Lamont education ideas may include small school district consolidation

December 18, 2018

BRIDGEPORT — Short term, the Lamont Administration should launch a quality rating system for preschools, improve the delivery of so-called STEM instruction, and launch low-cost loan and scholarship program tied to science, technology, engineering and math fields.

Long-term recommendations range from committing to funding the state’s Education Cost Sharing Grant at statutory levels to establishing a minimum school district size, which over time would require small school districts to consolidate or share resources.

The list of suggestions unveiled Tuesday by an Education Policy Transition Committee in a third floor open classroom space at the Fairchild Wheeler Interdistrict Campus, took up several pages.

Lt. Gov.-Elect Susan Bysiewicz sat in the front row of the presentation said the focus once Lamont takes office next month will be to do as many things as they can within existing resources.

“It is all about incentives, to make the cost of education and government more affordable,” Bysiewicz said after the morning session attended by members of the committee, local lawmakers and others.

Lamont and Bysiewicz have 15 transition policy committees —from women’s issue to public safety in all who have been reporting out this week on their work.

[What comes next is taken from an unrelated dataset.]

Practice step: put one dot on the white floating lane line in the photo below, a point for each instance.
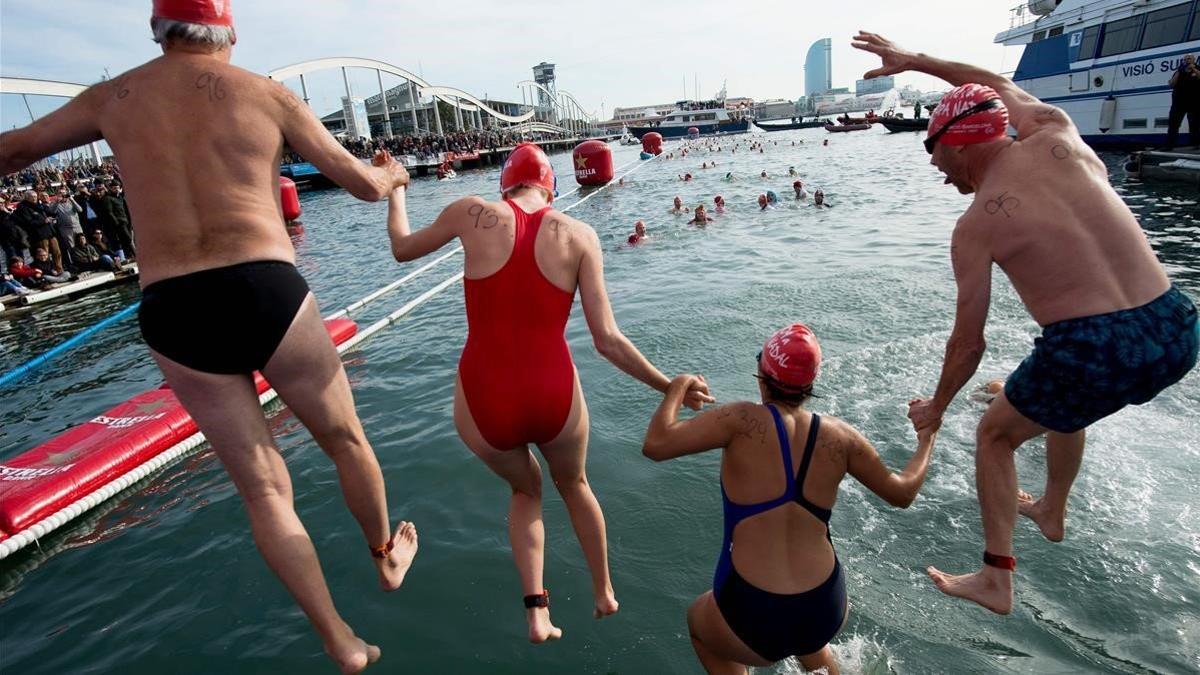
(186, 447)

The ideas will be used to formulate Lamont’s legislative agenda which is to be announced on Jan. 9, 2018.

Education, Bysiewicz said, is a top priority because it it key to improving the economy and bringing more jobs to the state.

Although many of the suggestions to come out of the education committee are not new, Bysiewicz said it is all about having the leadership to make them happen.

There are suggestions to create more “grow your own” programs that encourage school aides to become certified teachers in urban districts and making sure federal money is not left on the table when it comes to grant programs and student loans.

“I thought some of the ideas were brilliant,” Bysiewicz said.

The 18-member education committee, which has been meeting since Thanksgiving, was chaired by Yvette Melendez and Fran Rabinowitz. Rabinowitz, a former interim superintendent of schools in Bridgeport who is now director of the Connecticut Associations of Public School Superintendents.